Every nerve tingled; every drop of blood beat hard against his walls of
flesh; his every vicious element sprang into life.
"But no--but no, she would not do it. She would not teach her son to
destroy his own father. But something must have told him to come and
listen to me, to challenge me in his own mind, and then--then this
thing!"
He stared at the paper, leaning over the table, as though it were a
document of terror.
"I must go on: I must uphold the policy for which I've got the assent of
the Government." Suddenly his hands clenched. "I will beat him. He shall
not bring me to the dust. I gave him life, and he shall not take my life
from me. He's at the beginning; I'm going towards the end.
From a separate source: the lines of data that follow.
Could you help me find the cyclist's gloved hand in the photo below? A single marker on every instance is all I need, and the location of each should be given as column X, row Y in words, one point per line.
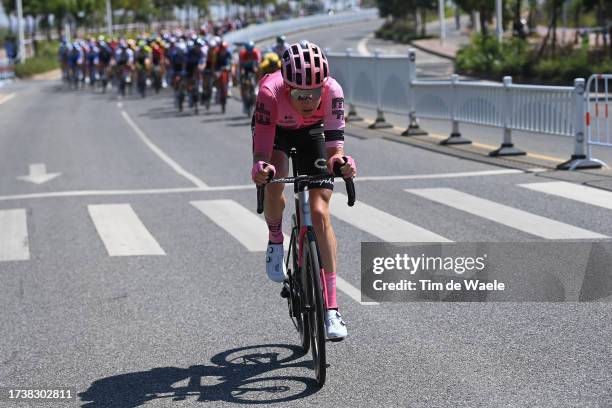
column 262, row 172
column 348, row 168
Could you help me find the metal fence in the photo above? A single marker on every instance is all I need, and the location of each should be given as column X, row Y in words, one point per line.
column 597, row 117
column 7, row 70
column 388, row 84
column 258, row 32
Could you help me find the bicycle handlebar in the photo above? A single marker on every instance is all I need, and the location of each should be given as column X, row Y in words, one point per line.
column 350, row 185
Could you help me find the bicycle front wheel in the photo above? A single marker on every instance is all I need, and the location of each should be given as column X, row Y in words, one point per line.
column 314, row 294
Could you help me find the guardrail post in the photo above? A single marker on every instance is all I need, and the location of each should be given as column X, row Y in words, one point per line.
column 507, row 147
column 348, row 93
column 579, row 159
column 455, row 136
column 380, row 122
column 413, row 123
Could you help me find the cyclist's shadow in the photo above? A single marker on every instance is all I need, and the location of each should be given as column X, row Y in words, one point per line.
column 240, row 375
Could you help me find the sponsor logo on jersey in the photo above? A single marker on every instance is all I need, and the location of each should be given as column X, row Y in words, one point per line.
column 321, row 163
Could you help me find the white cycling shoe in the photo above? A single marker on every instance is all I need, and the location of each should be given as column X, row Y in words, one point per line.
column 275, row 267
column 335, row 327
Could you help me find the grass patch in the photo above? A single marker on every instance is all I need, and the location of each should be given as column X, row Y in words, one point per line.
column 486, row 58
column 44, row 61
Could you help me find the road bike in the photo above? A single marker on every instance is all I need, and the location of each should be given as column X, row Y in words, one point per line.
column 304, row 287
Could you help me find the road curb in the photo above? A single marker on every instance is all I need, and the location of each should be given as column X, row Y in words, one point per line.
column 431, row 51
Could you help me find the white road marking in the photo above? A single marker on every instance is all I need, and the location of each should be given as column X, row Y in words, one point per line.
column 38, row 174
column 352, row 291
column 385, row 226
column 122, row 232
column 584, row 194
column 6, row 98
column 175, row 166
column 246, row 227
column 81, row 193
column 14, row 235
column 502, row 214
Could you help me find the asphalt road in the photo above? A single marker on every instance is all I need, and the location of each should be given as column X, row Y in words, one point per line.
column 131, row 284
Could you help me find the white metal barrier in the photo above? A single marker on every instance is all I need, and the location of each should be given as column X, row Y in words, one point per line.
column 258, row 32
column 597, row 116
column 7, row 70
column 388, row 84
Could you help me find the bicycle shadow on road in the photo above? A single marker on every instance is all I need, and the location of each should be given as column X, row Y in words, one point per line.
column 240, row 375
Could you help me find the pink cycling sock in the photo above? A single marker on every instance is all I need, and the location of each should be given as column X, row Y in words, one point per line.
column 275, row 229
column 330, row 289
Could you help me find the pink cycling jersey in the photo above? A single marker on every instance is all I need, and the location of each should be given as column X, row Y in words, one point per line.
column 273, row 108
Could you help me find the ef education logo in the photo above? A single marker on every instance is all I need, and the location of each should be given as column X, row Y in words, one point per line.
column 321, row 164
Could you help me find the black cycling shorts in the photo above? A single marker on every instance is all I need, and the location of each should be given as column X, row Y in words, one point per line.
column 311, row 158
I wronged
his mother--yes, I wronged him too! I wronged them both, but he does not
know he's wronged. He'll live his own life; he has lived it--"
There came a tap at the door. Presently it opened and a servant came in.
He had in his hand a half-dozen telegrams.
"All about the man that's going to fight you, I expect, m'sieu'," said
the servant as he handed the telegrams.
Barode Barouche did not reply, but nodded a little scornfully.